Redis moves all of it off the request path. Promotion from working to long-term memory is a background job, queued through Docket, a distributed task backend, and processed by a separate worker fleet. Your API server stays responsive even while extraction is grinding through expensive model calls somewhere else. For local development you can run the same pipeline inline with an asyncio backend; for production you point it at workers and scale them independently of your API.

Two smaller details show the same instinct. Extraction is debounced — a five-minute default window coalesces repeated writes, so a chatty session isn't re-extracted on every single turn. And thread extraction resolves cross-message references before storing, so "he said he'd prefer the second option" becomes a fact with actual referents attached, not a dangling pronoun.

The hard part of agent memory was never the storage. It's the LLM deciding what's worth remembering — and that decision is expensive enough that where you run it is an architecture choice, not a config flag.

Two doors into the same memory#

The server exposes its memory twice over. There's a REST API for your application code — PUT /v1/working-memory/{session_id} to stash a session, POST /v1/long-term-memory/search to query, POST /v1/memory/prompt to get a memory-enriched prompt back. And there's an MCP server, over stdio or SSE, that surfaces the same operations as tools: search_long_term_memory, create_long_term_memory.
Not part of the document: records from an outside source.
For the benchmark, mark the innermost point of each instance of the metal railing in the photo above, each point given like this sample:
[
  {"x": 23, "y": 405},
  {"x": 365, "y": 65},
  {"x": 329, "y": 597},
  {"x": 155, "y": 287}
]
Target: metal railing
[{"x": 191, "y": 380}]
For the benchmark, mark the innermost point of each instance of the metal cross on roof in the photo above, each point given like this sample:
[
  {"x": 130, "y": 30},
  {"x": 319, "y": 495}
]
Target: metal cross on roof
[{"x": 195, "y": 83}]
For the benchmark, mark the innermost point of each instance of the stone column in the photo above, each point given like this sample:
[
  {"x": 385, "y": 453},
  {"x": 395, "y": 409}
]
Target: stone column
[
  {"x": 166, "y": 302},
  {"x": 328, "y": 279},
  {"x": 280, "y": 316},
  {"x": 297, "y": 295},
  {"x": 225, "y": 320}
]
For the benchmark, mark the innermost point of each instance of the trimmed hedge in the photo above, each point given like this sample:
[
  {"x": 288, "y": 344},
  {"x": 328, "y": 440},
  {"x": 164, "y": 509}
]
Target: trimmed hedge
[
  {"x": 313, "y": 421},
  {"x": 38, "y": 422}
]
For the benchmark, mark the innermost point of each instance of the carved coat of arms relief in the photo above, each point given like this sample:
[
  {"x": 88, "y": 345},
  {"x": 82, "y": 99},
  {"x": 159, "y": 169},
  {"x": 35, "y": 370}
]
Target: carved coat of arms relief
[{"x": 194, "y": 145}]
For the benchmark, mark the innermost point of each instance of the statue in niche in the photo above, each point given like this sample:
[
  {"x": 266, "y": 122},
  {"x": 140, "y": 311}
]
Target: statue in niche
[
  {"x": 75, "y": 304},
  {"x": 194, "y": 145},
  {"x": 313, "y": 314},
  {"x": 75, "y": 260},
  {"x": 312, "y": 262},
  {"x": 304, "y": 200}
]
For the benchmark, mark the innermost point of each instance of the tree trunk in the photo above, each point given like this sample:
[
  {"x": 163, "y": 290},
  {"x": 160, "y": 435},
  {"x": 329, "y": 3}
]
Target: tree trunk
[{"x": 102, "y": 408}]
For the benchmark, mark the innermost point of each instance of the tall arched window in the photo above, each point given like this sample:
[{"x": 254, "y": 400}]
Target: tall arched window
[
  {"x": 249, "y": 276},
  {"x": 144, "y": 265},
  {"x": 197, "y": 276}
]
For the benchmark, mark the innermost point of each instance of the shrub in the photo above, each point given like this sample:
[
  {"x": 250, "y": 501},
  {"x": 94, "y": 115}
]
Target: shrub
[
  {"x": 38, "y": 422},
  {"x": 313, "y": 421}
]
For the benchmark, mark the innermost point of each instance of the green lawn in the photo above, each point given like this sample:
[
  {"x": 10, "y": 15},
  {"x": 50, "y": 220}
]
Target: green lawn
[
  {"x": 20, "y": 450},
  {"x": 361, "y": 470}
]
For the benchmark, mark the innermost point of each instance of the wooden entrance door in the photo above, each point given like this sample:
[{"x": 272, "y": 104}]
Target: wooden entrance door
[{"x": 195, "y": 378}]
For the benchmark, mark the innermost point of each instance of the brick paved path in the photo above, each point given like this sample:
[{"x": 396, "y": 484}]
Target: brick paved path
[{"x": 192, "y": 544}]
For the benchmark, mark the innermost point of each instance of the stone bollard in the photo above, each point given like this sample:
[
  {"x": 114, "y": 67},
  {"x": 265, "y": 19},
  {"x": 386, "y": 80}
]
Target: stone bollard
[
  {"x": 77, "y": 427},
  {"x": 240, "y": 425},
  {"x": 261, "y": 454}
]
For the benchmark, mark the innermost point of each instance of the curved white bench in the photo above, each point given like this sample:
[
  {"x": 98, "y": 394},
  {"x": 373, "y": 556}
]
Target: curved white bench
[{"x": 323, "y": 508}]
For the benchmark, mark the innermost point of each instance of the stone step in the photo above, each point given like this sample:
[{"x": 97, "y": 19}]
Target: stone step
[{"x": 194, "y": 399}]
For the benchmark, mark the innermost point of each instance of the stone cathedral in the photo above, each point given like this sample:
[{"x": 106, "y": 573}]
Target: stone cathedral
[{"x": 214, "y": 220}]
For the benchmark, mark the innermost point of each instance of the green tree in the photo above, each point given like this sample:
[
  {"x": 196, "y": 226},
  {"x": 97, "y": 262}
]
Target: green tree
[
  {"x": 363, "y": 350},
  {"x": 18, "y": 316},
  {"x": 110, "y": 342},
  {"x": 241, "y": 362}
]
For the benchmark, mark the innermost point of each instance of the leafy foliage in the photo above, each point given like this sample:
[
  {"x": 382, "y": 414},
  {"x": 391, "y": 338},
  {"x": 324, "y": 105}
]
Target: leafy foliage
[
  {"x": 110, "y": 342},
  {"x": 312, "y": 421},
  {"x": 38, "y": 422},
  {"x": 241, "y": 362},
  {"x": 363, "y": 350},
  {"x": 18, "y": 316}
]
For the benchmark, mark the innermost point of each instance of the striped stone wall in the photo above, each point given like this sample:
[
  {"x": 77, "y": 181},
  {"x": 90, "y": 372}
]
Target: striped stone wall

That second door is more consequential than it looks. In the usual framework model, an SDK silently injects retrieved context into your prompt — the memory decides what the model sees. Expose memory as MCP tools instead, and the relationship inverts: the model decides when to search, when to save, what to look up. The agent pages its own memory over a protocol, the way Letta intends, except the memory itself is a shared service any number of agents — or services in other languages — can point at. Extraction rides on LiteLLM, so the provider doing the remembering can be OpenAI, Anthropic, Bedrock, or a local Ollama model, independent of whatever runs your agent.

What the server model costs you#

None of this is free, and the honest read matters more than the pitch. Choosing the server means you now operate a distributed system: an API, a worker pool, a task queue, and Redis, where an embedded library was a dependency and nothing more. If you're building one agent, that's overhead you don't need — reach for a library and move on.

And "automatic extraction" is doing a lot of quiet work in the marketing. What gets promoted to long-term memory is chosen by a nondeterministic LLM applying an extraction policy. Tune it loose and you accumulate noise the agent will later retrieve with confidence; tune it tight and it forgets things you wanted kept. That recall-versus-precision dial is the actual product, and it isn't fully in your hands — it's in a prompt and a model you configure but don't control.

The server model earns its complexity in exactly one situation, and it's a common one: many agents, many sessions, memory that should be shared and searched behind a single API, and extraction costs you refuse to pay on the turn. If that's your shape, Redis's contribution isn't a new theory of memory. It's the recognition that memory, like every other stateful thing agents depend on, eventually wants to be a service.